The first note I have written in my notebook is ‘cool dude’. That two-word summary fails to do Remi’s performance justice. Mixing a sweet afro with blazing rap backed up by steady drumming, the man himself was openly honest with the audience, stating that he was “going to try and sell shit for the next hour”. Given the close proximity to the merchandise tent, this was a brilliant business model supported by a blitzing performance. XTC Party was the highlight, and as the name implies, it was a savage beatdown utilising measured drumming, funky keyboard and immaculately delivered lyrics (“Check into this lesson/Its just quick refresher on how to be the best“). It was certainly a lesson worth checking into. Hate You was a feels trip and a half that showcased Remi’s soft side, his lush vocals shining over lax synth and steady drumming.
The whole crowd chanted along to the self-esteem raising anthem “No one can hate you like you hate you” and apologising for the lack of Sampa the Great on For Good, introducing himself as the replacement Remi the Average. But it was the verses from his debut ‘Raw x Infinity’ that had the festival bouncing in approval.
As someone who was out of the loop when it came to Remi, I left incredibly satisfied, feeling as though I’d seen a performance that felt intricately crafted and passionately delivered.
Nothing of what I’d heard in POW! Negro’s recorded work could have prepared me for the explosive performance it gave at Southbound. A barrage of saxophone and synth slaying instantly got the crowd in the mood to get amongst it. The synth operator’s guitar work was just as artful as his machine memory, the occasional slick breakdown keeping things fresh. The performance evolved into a spectacle thanks to the exhausting and peerless work of lead vocalist Nelson Mondlane, whose boundless enthusiasm and energy was a joy to behold. That is to say nothing of his lyrical talent, in which he did a sensational job of hyping up the crowd. Mondlane never seemed to stop jumping, moving, and jiving, featuring a lung capacity as deep as his musical talent. Seamless transitions between songs meant the intensity never let up, the mood electric one moment and chilled the next, at times feeling like something out of a film noir. A super sax solo made for a fantastic finale, which included solemn guitar and drums being revived with renewed vigour for an outro that featured all the chaos we’d come to expect. A truly exceptional way to kick off the festivities.
The tear jerking presence of Alex Dyson dj-ing between sets only highlighted the glowing red flap hats and tune rags more as he spun a quick set, the crowd getting quite disgruntled however as MIA’s Paper Planes hit the decks only to be immediately interrupted for the next set. A delayed start from technical difficulties on Cosmos Midnight‘s arrival plagued the stage with silence for a moment that had the audience booing for Dyson to return, but once the sound kicked off all was forgotten.

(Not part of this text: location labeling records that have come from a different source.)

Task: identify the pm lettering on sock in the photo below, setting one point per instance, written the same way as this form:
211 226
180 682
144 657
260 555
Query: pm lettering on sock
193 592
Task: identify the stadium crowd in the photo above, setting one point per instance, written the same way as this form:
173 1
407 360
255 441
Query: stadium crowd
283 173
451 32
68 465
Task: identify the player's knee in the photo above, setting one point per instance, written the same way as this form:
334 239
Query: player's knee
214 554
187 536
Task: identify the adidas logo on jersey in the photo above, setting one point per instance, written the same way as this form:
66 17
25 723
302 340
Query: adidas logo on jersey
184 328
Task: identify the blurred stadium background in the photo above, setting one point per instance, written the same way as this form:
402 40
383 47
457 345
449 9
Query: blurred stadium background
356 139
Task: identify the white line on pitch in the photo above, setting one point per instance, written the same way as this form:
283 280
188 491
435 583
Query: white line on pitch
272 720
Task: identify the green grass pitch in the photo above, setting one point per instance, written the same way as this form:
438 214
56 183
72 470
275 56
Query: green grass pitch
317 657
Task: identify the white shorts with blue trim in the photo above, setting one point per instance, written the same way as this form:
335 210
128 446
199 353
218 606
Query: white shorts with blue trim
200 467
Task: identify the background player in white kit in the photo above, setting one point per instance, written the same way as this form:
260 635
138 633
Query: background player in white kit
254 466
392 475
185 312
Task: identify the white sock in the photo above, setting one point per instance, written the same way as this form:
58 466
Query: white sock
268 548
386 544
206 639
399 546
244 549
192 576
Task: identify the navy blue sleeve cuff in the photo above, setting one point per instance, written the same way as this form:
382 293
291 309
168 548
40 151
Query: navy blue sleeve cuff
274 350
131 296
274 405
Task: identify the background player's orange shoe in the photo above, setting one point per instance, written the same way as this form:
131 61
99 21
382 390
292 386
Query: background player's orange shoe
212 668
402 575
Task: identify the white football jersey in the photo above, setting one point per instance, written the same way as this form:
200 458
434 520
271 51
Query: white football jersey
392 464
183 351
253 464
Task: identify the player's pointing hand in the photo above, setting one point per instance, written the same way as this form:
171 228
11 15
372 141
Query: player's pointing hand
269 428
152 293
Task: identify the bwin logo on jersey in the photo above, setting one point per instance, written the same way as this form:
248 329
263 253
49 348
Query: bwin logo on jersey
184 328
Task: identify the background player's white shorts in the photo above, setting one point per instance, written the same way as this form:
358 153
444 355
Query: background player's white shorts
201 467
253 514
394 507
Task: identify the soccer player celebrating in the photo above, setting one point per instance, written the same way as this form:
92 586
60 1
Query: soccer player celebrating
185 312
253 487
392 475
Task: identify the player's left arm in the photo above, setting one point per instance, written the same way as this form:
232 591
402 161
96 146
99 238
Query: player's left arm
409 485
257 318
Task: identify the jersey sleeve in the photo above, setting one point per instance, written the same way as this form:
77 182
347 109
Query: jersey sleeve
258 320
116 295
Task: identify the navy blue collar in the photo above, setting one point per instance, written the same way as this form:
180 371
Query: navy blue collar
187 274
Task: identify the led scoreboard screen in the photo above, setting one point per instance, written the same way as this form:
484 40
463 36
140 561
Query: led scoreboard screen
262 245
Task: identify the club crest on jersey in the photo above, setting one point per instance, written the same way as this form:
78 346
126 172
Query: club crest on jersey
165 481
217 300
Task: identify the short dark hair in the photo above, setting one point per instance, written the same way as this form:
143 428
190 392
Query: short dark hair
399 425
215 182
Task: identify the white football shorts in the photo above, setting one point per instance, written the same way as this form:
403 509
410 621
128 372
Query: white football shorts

Dyson had the whole tent crying out to Alicia Keys New York substituting the city for Southbound and getting everyone absolutely pumped for Hermitude to explode on stage. Unfortunately the hype up on their first track was shattered as the sound once again hit a hurdle, the whole stage dropping out momentarily before it was able to start back up. As before though it did little to mar the set, favourites Ukiyo and The Buzz From Dark Night Sweet Light going off while a little sentimental shout out for the track that made it for them introduced Speak of The Devil as the crowd flung their limbs around like the trained hip hop dancers we all thought we were.